I put some raw chicken to cold smoke for 6 hours then but the heat on to cook them through where they reached a temp of 170, now I hear it is dangerous to eat them since I did not brine them at all before, so technically I had raw Chicken laying outside at about 65F for 6 hours, am I doomed?


----------



## pc farmer (Aug 2, 2017)

That would scare me to death.   I wouldnt eat them.

Maybe JJ will comment.  He is the food safety guy.


----------



## abes (Aug 2, 2017)

Yea my wife scared me, I didn't even think of it as a problem since I did the same with salmon a week ago according to receipts I read online.


----------



## pc farmer (Aug 2, 2017)

abes said:


> Yea my wife scared me, I didn't even think of it as a problem since I did the same with salmon a week ago according to receipts I read online.

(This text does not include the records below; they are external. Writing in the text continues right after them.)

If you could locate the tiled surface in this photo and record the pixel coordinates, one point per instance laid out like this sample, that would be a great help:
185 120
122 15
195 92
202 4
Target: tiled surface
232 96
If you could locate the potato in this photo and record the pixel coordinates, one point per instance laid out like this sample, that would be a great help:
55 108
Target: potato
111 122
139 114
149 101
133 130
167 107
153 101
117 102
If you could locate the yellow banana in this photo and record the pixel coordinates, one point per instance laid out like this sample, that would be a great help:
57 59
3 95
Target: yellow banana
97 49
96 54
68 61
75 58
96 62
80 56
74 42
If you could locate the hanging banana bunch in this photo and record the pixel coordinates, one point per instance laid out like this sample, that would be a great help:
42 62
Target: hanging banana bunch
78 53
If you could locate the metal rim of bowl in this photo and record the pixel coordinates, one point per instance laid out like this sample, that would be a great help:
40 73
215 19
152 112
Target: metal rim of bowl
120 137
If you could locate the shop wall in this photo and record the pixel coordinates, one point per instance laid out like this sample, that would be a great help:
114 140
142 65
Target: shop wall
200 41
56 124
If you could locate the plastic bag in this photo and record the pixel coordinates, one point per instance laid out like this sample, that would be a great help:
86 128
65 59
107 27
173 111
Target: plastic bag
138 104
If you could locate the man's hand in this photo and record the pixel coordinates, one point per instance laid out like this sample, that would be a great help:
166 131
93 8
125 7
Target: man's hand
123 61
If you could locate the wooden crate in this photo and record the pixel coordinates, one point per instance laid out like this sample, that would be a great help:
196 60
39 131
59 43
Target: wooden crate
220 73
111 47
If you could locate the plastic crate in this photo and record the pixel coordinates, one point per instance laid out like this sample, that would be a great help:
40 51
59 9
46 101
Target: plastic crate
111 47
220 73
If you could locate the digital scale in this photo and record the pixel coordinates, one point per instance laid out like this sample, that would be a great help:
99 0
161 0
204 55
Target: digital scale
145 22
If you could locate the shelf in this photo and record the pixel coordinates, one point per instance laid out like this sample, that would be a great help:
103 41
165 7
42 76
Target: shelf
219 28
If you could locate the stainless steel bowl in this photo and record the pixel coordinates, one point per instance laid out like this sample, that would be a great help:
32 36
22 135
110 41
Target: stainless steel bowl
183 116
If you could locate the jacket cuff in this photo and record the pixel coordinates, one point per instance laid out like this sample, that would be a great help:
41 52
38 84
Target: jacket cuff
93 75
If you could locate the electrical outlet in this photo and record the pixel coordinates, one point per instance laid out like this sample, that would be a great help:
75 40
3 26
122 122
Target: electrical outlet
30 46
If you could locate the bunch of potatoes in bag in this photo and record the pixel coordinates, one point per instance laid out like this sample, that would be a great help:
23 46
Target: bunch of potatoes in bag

People eat raw salmon, who eats chicken at room temp for 6 hours???  Then eats it?? 

Just tryin to keep you safe.

I sent JJ a pm to look at this thread.


----------



## abes (Aug 2, 2017)

Raw salmon out of the fridge that I understand, I'm talking about cold smoking outdoors, which means the raw fish was at 60F for 7 hours.


----------



## abes (Aug 2, 2017)

I do appreciate you looking out for me, I'm just starting with smoking, I have a lot to learn.


----------



## SmokinAl (Aug 3, 2017)

I sure wouldn't eat it, but lets wait & see what JJ says!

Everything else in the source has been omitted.